The authors find that firm returns are a function of lagged supplier returns, indicating that analysts should consider the industry as a whole and pay attention to firm-specific information further down the supply chain. Additionally, the authors find that supplier trading activity is greater when customer information is released during periods when outside investors are likely to be less attentive, such as on a Friday afternoon. When firms are economically linked, supplier insiders exhibit more trading activity, although much of it is either routine or does not imply any information advantage compared with the trading activity of insiders at nonlinked firms. In years when the links are active, the proportion of nonroutine versus routine trading is higher, indicating that more profitable trading opportunities exist. Therefore, outside investors hoping to glean cues from insider trades might find it profitable to focus on nonroutine sales by top-level insiders at linked suppliers following customer announcements.

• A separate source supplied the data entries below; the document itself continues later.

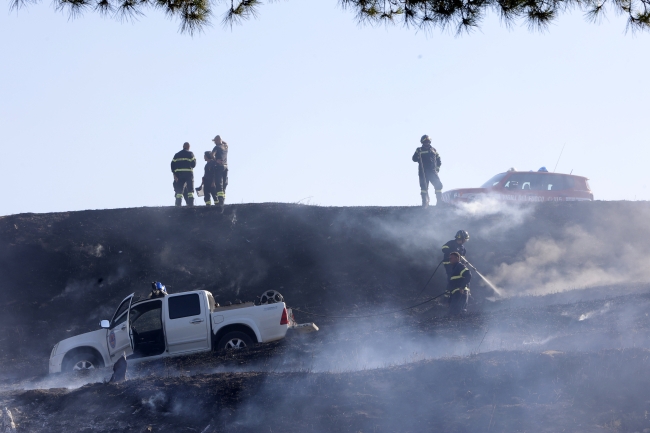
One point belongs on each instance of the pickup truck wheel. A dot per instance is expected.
(234, 340)
(82, 361)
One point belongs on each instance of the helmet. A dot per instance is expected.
(160, 286)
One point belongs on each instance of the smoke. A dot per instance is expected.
(578, 259)
(504, 216)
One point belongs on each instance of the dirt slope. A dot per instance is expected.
(61, 273)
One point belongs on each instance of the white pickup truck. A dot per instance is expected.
(177, 324)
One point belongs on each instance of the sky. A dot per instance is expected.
(316, 109)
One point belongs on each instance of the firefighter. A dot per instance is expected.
(182, 165)
(458, 285)
(158, 290)
(209, 176)
(454, 245)
(429, 163)
(221, 178)
(119, 369)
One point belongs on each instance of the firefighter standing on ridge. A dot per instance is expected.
(454, 245)
(221, 178)
(458, 285)
(182, 165)
(429, 163)
(209, 176)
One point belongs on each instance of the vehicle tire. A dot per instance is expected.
(234, 340)
(82, 360)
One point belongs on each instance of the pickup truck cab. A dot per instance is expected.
(526, 186)
(176, 324)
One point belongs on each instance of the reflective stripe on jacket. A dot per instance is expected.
(449, 248)
(183, 161)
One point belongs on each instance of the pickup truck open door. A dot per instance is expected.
(118, 335)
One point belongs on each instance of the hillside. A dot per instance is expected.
(565, 348)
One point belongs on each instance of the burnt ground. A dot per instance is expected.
(574, 358)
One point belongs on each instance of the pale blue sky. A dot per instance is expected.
(312, 105)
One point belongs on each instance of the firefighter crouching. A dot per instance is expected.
(454, 245)
(429, 163)
(182, 168)
(458, 285)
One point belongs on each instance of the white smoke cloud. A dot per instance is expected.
(579, 259)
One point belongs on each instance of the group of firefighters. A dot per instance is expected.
(215, 181)
(215, 178)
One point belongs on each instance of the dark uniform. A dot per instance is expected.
(449, 248)
(429, 163)
(182, 167)
(221, 178)
(209, 182)
(458, 288)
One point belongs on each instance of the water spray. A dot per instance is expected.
(492, 286)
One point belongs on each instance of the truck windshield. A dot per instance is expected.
(494, 180)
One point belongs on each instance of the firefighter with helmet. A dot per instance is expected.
(429, 163)
(209, 179)
(458, 285)
(182, 169)
(220, 151)
(454, 245)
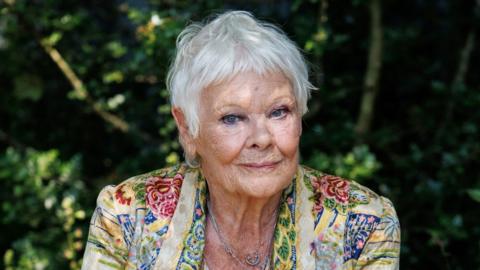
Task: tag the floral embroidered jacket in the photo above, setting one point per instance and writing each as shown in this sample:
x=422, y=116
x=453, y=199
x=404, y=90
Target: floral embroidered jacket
x=157, y=221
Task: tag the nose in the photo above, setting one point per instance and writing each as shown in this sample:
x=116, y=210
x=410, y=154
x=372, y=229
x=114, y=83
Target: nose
x=260, y=136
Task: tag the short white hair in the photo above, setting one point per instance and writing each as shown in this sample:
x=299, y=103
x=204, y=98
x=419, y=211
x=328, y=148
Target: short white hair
x=231, y=43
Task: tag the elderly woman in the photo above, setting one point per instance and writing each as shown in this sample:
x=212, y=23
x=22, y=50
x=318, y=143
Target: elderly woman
x=239, y=88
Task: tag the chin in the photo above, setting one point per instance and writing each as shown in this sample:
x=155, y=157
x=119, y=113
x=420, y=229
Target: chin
x=263, y=187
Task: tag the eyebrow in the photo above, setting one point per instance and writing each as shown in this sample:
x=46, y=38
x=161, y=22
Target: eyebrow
x=284, y=98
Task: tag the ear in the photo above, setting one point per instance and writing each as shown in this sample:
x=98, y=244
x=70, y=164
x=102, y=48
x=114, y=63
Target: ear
x=186, y=139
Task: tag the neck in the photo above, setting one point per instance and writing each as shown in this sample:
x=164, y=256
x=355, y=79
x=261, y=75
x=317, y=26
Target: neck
x=244, y=216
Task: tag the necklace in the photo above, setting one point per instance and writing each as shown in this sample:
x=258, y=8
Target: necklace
x=251, y=259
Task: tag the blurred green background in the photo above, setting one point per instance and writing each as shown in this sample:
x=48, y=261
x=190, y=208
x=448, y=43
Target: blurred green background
x=83, y=104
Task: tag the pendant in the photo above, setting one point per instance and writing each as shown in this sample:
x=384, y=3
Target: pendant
x=252, y=259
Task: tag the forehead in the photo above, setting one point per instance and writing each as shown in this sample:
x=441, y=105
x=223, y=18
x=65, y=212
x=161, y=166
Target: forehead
x=248, y=88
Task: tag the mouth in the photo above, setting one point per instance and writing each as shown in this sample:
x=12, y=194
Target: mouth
x=265, y=165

Overall, the authors’ results imply that if “outsider” investors are less attentive and lack the deep understanding of the relationship between customer and supplier possessed by insiders, then insiders are able to profit from their information processing advantage, leading to imperfections in the informational efficiency of the market.
How Did the Authors Conduct This Research?
The authors take a large sample of US firms with a common stock price above $5 and a market capitalization above $100 million for the period January 1986–December 2010. For each firm year, the sample is partitioned into hand-matched firms with an individual customer relationship worth more than 10% of annual sales (linked firms) and a control group of “never linked” firms and firms with a link that is inactive in that particular year. Nonroutine trades by insiders that are required to report transactions are examined together with subsets of trades by top officers or directors. Trades and stock returns are measured at the monthly level. The authors perform tests for differences in the abnormal returns of linked firms versus those of other firms in months following nonroutine trades.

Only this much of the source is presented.